…Сидели за столом, молчали. Выпили по рюмке — и молчали. Все было ясно.
На улице сеялся поздний осенний дождик. Уныло шуршало за окнами. Далеко-далеко свистели паровозные гудки, навевая грустные мысли.
«Уеду», — думал Петр.
— Ты здешний? — спросил Фонякин.
— Нет.
— Откуда?
— Тоже из Сибири.
— А как сюда попал?
— Служил здесь… Недалеко.
— А родители в Сибири?
— У меня нет их. Померли. Тетка там.
Фонякин еще налил по полрюмке коньяку.
— Неужели нельзя было раньше разогнать эту свору? — тихо спросил он. — Уехали бы куда-нибудь, что ли. Увез бы ее… — Фонякину было горько. И Ивлеву тоже сделалось горько, и досада взяла
— Послушалась бы она меня!
— Ты муж был! Как же ты мог допустить до этого?
— А как вы, отец, допустили? Что вы с себя-то вину сваливаете?
— Но ты же рядом был…
— Я рядом был! Полторы недели… А вы всю жизнь.

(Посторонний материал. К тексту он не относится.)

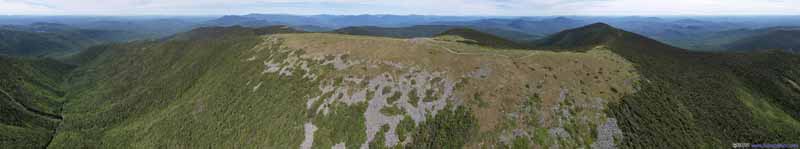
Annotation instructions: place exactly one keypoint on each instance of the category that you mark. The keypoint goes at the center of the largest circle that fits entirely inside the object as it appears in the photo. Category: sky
(402, 7)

Нехорошо посмотрели друг на друга.
— Мужик называется… Муж! — сердито сказал Фонякин. — Полторы недели с тобой рядом воровали, пили, а ты глазами хлопал. Молокососы, черти.
Какая-то доля правды была в словах Фонякина; от этого стало Петру особенно обидно и горько.
— Не я ее учил пить.
— Кто же, я, что ли?
— Ну и не я!
— Но надо было хоть маленько усилий приложить!.. За любовь-то свою. Надо или нет? — Фонякин повысил голос.
— Надо! — Петр тоже повысил голос. — А вам не надо было?!
Фонякин посмотрел на взъерошенного зятя, потрогал прокуренными пальцами виски.
— Ладно… чего мы тут. Поздно хватились.
Помолчали.
— Сколько ей сулят?
— Года полтора вляпают. Стыд головушке… Чего не хватало?! Мм… — Фонякин поморщился. Полез за папиросами. — Напиши мне, как тут все будет…
— Я уезжаю тоже…
— Куда?
— Где жил. Не могу больше в этом городе… Видеть его не могу, — Петр тоже закурил.
— Эх, вы, — вздохнул Фонякин. — Молодежь… Все — сами, сами! Что же у самих-то не получается?
— У вас все получалось?
— Но уж такого… безобразия не было. Захотели — сошлись, пожили неделю, захотели — разошлись. Да вы что?
— Это вы у нее спросите.
— А твоя хата с краю?
— Не хочу говорить про это, — заявил Ивлев. — Все равно ни до чего не договоримся. Я вам одно, вы — другое. Я понимаю: вам тяжело. Мне тоже не легче. А оправдываться перед вами… нет никакого смысла. Давайте спать.
— Спи. Я посижу маленько.
— Ложитесь на кровать, я — на диване.
Фонякин кивнул головой и, уставившись взглядом в стол, остался сидеть.
Рано утром простились.
— Закурим на дорогу, — сказал Фонякин. Сел на свой чемодан. Закурили.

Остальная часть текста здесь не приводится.